Explore the nature at the Melville Koppies
The Melville Koppies are open on Sundays from 8am to 11.30am.
Due to the pandemic, the usual calendar of guided tours and hikes at the Melville Koppies is temporarily suspended.
There will also be secure parking at Marks Park and security on Melville Koppies.
Entrance fees are R80 for adults and R40 for scholars (please try and bring exact amounts).
If you are a group of 10 or more, EFT beforehand and email names and cellphones numbers of your group to wendavid@mweb.co.za
For more information, contact 011 482 4797 or visit www.mk.org.za
Look out for the European bee-eater
Many of us don’t know if we’ll have a job next week, if our business will recover from lockdown or if we’ll be able to leave Joburg in December on our annual pilgrimage to the coast to enjoy our summer holidays.
Looking up at the sky at Melville Koppies can bring some certainty and tranquility back into our lives. It’s October, the beginning of Spring on the Koppies, the time when migratory birds like the European bee-eater reappear.
There are no lockdown restrictions on their passage; just the normal dangers of predators, wind turbine blades, power lines, storms or strong winds that can knock them off course.
Stand on top of the Koppies and listen out for their preep, preeps. Often they’re flying with swallows, also recently back in town.
They’re easy to distinguish from the swallows by their distinctive flight pattern: several staccato-like flaps of their wings and then a long soar and glide, preep-preeping all the time.

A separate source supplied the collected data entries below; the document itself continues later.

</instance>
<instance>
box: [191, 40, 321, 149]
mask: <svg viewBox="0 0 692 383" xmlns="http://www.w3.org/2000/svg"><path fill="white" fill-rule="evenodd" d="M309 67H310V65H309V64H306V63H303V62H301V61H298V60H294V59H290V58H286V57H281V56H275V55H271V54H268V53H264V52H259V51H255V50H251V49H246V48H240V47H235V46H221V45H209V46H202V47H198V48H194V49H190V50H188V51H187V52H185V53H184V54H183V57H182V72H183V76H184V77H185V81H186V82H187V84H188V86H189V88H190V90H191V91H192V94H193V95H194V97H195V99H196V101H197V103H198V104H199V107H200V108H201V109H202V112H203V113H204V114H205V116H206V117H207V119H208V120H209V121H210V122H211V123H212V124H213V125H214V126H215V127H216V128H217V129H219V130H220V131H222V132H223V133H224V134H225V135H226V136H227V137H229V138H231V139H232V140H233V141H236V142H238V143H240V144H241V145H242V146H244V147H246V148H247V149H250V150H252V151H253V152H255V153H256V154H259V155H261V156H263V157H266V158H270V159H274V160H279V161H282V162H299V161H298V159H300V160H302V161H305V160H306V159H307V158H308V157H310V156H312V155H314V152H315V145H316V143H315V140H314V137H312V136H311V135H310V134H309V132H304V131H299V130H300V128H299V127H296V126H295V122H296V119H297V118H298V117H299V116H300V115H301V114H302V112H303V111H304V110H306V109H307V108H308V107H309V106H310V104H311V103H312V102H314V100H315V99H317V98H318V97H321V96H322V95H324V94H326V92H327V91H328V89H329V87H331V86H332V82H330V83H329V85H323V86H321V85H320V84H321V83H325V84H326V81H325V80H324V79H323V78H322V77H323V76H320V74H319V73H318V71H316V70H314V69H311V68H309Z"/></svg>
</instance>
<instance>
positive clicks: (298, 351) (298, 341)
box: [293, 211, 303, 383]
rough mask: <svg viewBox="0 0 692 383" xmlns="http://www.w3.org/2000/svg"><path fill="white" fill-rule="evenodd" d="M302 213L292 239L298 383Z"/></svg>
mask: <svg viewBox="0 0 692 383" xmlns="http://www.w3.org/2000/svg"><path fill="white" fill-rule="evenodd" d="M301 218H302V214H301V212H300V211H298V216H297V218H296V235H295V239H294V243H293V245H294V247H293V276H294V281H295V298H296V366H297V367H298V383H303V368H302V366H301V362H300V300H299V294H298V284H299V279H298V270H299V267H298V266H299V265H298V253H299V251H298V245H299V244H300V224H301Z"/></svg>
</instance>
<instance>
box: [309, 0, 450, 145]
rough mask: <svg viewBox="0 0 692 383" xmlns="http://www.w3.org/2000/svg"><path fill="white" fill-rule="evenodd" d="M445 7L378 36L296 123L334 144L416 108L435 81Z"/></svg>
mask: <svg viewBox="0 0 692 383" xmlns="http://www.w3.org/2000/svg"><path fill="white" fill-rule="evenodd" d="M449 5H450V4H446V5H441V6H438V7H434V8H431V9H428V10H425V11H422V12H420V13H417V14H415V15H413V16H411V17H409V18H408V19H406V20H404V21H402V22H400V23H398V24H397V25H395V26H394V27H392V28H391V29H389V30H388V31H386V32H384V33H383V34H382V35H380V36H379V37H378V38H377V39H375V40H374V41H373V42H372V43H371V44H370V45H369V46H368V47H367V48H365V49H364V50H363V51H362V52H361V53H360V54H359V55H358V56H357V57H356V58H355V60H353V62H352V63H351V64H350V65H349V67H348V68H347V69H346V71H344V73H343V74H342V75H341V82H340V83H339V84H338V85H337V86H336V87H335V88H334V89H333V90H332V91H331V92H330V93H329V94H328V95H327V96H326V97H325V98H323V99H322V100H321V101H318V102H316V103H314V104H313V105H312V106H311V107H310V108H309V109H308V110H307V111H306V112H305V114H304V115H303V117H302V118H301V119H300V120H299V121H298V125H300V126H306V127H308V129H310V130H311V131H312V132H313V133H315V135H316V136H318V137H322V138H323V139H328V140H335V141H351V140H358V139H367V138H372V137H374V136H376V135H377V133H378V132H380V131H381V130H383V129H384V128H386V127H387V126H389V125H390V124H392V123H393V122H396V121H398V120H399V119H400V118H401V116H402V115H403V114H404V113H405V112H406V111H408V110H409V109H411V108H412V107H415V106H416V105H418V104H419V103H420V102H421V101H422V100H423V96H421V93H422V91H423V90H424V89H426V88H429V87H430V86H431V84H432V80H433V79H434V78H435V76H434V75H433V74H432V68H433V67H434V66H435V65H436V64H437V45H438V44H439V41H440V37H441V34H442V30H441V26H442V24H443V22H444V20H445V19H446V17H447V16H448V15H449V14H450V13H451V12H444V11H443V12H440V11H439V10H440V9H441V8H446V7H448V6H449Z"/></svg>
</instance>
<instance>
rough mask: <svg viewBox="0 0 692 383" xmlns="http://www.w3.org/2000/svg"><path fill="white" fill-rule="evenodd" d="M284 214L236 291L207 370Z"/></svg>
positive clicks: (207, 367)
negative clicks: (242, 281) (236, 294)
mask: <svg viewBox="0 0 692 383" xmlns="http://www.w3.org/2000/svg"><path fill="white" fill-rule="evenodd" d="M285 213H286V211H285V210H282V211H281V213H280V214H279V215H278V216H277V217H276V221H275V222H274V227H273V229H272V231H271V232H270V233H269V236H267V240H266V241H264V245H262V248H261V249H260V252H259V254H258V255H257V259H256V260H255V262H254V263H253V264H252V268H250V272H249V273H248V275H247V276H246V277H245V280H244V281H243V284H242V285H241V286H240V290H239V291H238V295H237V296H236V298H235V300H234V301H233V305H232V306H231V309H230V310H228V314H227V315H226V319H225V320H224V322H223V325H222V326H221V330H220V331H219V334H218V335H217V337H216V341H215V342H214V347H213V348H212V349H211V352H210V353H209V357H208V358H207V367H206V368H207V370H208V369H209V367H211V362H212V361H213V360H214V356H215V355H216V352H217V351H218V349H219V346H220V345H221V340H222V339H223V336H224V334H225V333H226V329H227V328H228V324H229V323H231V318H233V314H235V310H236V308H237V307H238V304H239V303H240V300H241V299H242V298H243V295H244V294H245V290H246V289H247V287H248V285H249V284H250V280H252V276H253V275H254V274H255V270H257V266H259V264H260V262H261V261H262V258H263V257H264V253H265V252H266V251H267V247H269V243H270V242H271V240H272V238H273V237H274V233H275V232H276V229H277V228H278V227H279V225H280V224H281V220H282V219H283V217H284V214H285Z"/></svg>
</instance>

This flight pattern helps conserve their energy, enabling them to fly up to 500km a day in their journeys south to Melville Koppies for the summer and north again when our winter beckons.
If you’re lucky you’ll see them settle so you can admire their sun-yellow throat, turquoise underparts and russet-brown head.
It’s likely the one you spot was here last year and will be back here with her life partner and offspring every summer in her six-year lifespan.
Bee-eaters need an abundance of insects to sustain them the whole year-round. So they enjoy summer holidays here, soaring, gliding, snatching bees, flying ants and other insects on the wing.
They don’t worry about making nests and giving birth.
That’s a job that takes place in the other half of the year in burrows in mud-banks north of us in Africa.